Steeltown was released in 1984, the last great era of politicised rock in Britain, one culled by the introduction of the single issue Janet & John agendas of the Reagan/Thatcher oligarchy. Preceding single "Where the Rose is Sown" pulled no punches, unambiguously espousing an anti-war message, with lyrics straight from the Pentagon: "Sons of men who stand like gods, we give life to feed the cause, we run to ground our heathen foe, our name will never die, this time will be forever". Not exactly when a lover's voice finds the mountain side. There was little solace either in the title track, a grim dissection of the closure of the foundries in the English town of Corby, where a number of scottish emigrees - following the work - had made their home.
The musical shift was a more subtle one, but there nevertheless, with "East of Eden" especially meddling with any precepts of a strict limitation to churning out gauche anthems-by-numbers. The only songwriting contribution from bassist Tony Butler, the chorus was suitably elegiac, but the complex time signatures and lack of guitar chime much reduced the supposed formula down to bare bones. It was a song which more than any other here signalled change, but one thing that could still be relied upon was Adamson's ability to create ballads that were solemn but never sentimental, a quality further proven by "Come Back To Me", a darkly romantic lament for one of Where The Rose Is Sown's victims of war.

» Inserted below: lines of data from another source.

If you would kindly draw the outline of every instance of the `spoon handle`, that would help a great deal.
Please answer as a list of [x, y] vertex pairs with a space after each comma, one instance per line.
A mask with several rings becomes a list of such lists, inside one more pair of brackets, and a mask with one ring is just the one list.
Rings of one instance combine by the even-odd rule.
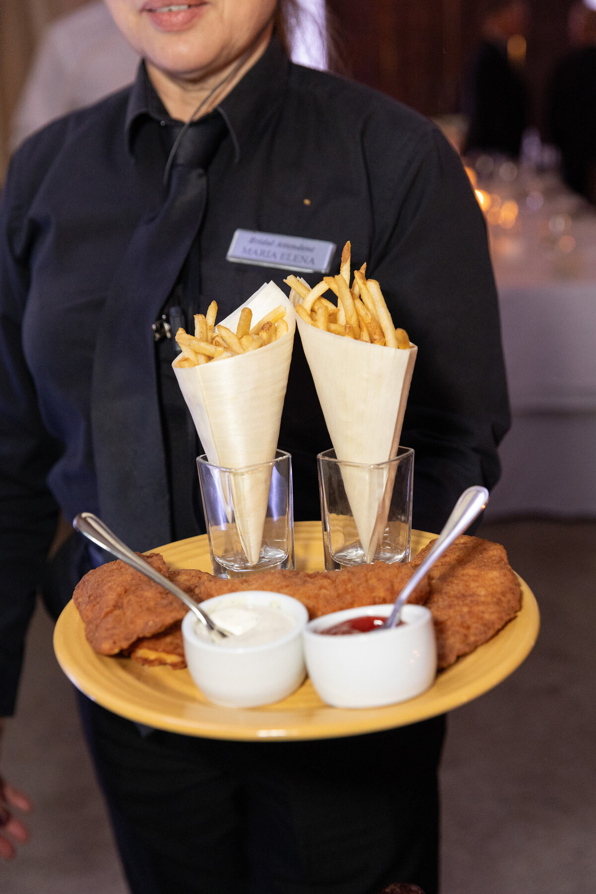
[[[453, 507], [450, 516], [445, 522], [445, 526], [434, 542], [434, 545], [429, 554], [424, 559], [422, 565], [419, 565], [410, 579], [407, 581], [403, 590], [398, 596], [393, 606], [393, 611], [383, 624], [383, 628], [395, 627], [399, 620], [401, 610], [406, 600], [417, 586], [431, 567], [434, 565], [439, 556], [442, 555], [448, 546], [449, 546], [456, 537], [470, 527], [474, 519], [486, 506], [489, 502], [489, 492], [485, 487], [468, 487], [461, 494], [457, 502]], [[381, 628], [382, 629], [382, 628]]]
[[215, 625], [212, 621], [211, 618], [206, 614], [206, 612], [201, 609], [198, 603], [185, 593], [184, 590], [180, 590], [180, 586], [176, 586], [172, 584], [171, 580], [164, 578], [163, 574], [156, 571], [152, 565], [149, 565], [147, 561], [138, 556], [136, 552], [133, 552], [130, 547], [120, 540], [113, 531], [105, 525], [101, 519], [98, 519], [97, 515], [93, 512], [80, 512], [74, 521], [72, 522], [72, 527], [83, 534], [88, 540], [91, 540], [97, 546], [101, 546], [102, 549], [107, 550], [112, 555], [116, 556], [117, 559], [122, 559], [125, 561], [127, 565], [130, 568], [134, 568], [136, 571], [139, 571], [144, 574], [146, 578], [149, 578], [155, 584], [159, 584], [160, 586], [164, 586], [166, 590], [169, 590], [174, 596], [178, 596], [184, 604], [194, 611], [197, 617], [201, 620], [205, 626], [209, 630], [216, 630], [219, 633], [219, 629], [215, 628]]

Rather than a complete departure however, Steeltown was more about transition than revolution. Opener "Flame of The West" - supposedly written about Reagan - galloped with an energy and narrative allusion that matched anything found on The Crossing, whilst both "Just A Shadow" and "Tall Ships Go" straddled the juxtaposition between thematic complexity and dumbed down terrace bounce. This contrast was an intelligent recognition that not all the million people in Britain who'd bought their debut wiped the sweat from their brow after a day at work, but it was dichotomy however which Adamson was never to fully master, continually from a songwriting perspective unwilling to dilute the message, despite it's commercial implications. Eventually joining the equally talented - and troubled - countryman Billy Mackenzie, the man from Dunfermline left behind a legacy which ironically compatriots Runrig would go on to convert into nineties success, but like the industries, values and culture which it mourned, Steeltown is the one of the finest swansongs for a now already sepia age.